「夏長寧,我滅了你!」我運起丹田之氣,往他肋下用力捅去。
夏長寧哈哈大笑,卻不捉住我的手,由著我在房間裡追著他鬧,追得我直喘氣。
我發現他是猴子變的,這么小的空間,我根本碰不到他,乾脆罷了手,一頭倒在床上說不玩了。
「嗯,餓了!」
他一說我倒真的覺得餓了,時間過得這麼快,下午的陽光早沒了影,窗外黑漆漆的一片。
「吃飯!」
正要起來,他按住了我,眉一揚說:「我說的不是肚子餓了,福生!」
我尖叫著不肯,夏長寧又開始剝我的衣服,嘴裡還不停念叨著:「秀色可餐,吃了你我就不餓了。
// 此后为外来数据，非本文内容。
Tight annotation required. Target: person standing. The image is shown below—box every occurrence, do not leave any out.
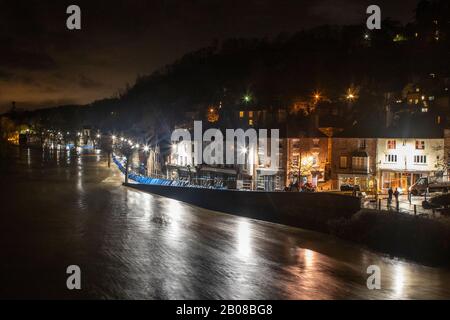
[388,187,393,205]
[394,188,400,209]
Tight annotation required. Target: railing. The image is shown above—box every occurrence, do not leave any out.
[361,194,441,218]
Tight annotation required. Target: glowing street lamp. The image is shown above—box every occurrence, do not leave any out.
[312,91,321,103]
[243,95,252,103]
[143,145,150,152]
[346,88,357,101]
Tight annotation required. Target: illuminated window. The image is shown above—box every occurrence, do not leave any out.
[352,157,368,170]
[339,156,348,168]
[239,111,244,118]
[415,140,425,150]
[249,119,253,126]
[248,111,253,118]
[312,139,320,148]
[387,140,396,149]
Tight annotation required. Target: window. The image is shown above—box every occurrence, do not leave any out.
[248,111,253,118]
[312,139,320,148]
[339,156,348,168]
[414,155,427,164]
[239,111,244,118]
[352,156,368,171]
[415,140,425,150]
[249,119,253,126]
[387,140,396,149]
[358,139,367,149]
[385,154,397,163]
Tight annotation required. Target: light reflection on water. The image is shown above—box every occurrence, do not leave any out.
[1,147,450,299]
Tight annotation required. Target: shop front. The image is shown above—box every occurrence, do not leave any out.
[337,173,376,192]
[380,170,428,193]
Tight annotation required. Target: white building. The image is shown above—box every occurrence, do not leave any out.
[377,138,445,191]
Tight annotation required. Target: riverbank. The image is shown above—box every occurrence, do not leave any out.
[329,209,450,267]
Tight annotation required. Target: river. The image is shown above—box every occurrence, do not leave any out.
[1,147,449,299]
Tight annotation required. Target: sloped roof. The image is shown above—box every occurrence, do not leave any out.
[336,120,443,139]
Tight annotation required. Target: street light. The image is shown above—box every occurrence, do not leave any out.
[346,88,357,101]
[143,145,150,152]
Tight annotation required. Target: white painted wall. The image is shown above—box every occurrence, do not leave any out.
[377,138,444,172]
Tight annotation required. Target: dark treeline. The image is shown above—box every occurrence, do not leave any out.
[3,0,450,141]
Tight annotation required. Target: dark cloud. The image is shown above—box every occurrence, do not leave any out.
[0,0,420,110]
[78,74,103,89]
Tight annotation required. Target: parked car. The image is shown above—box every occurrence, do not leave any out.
[422,193,450,216]
[340,184,360,192]
[410,177,450,196]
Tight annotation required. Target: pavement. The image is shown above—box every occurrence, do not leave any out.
[362,193,442,217]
」
我捉著他的手苦苦哀求道:「我這麼瘦,還不夠塞牙縫的,讓我吃肥了再侍候你老人家?」
夏長寧樂了,想了又想,說:「說個日子。」
「什麼日子?」
「嫁給我的日子。」
「這就叫求婚哪,不算。」
「嗯?」
「不是說了畢業之後嘛。」
他毫不遲疑地說:「畢業之後辦婚禮,現在說個日子去領證!」
這也太快了,我不肯。面對夏長寧的炯炯目光,我眨了眨眼,說:「咱們邊吃邊聊?」在他的「不行」還沒說出口之前,我馬上示弱,「我又跑不了,你總有威脅我的機會嘛!我真的餓了,我還沒吃午飯就被橙多賣到這兒了。」
夏長寧定定地看著我,我眉一皺「哎喲」一聲,「胃不舒服!有點兒痛哪!」
他的手指從我臉上划過,輕聲說:「福生,你太容易被我威脅,瞧這又裝病又轉著眼珠子的模樣,我都不忍心了。吃飯去,別真餓著了。」
我又不舒服起來。瞧他說的,我怎麼就這麼沒用?!
寒假的最後十天,我一直住在夏長寧這裡。我總想套他的話,想知道他和逸塵那件事的真相。程子恆說的總不如夏長寧自己親口告訴我。
夏長寧也怪,我每每問起這事他就一個大哈哈,「不就是想讓你吃醋,飛奔過去,搶了我唄!」
他越是說得輕鬆,我越是不信。終於被我看到他臉上飛閃而過的不自然,我這才哈哈大笑。我的計謀看起來挺失敗,其實是勝利了。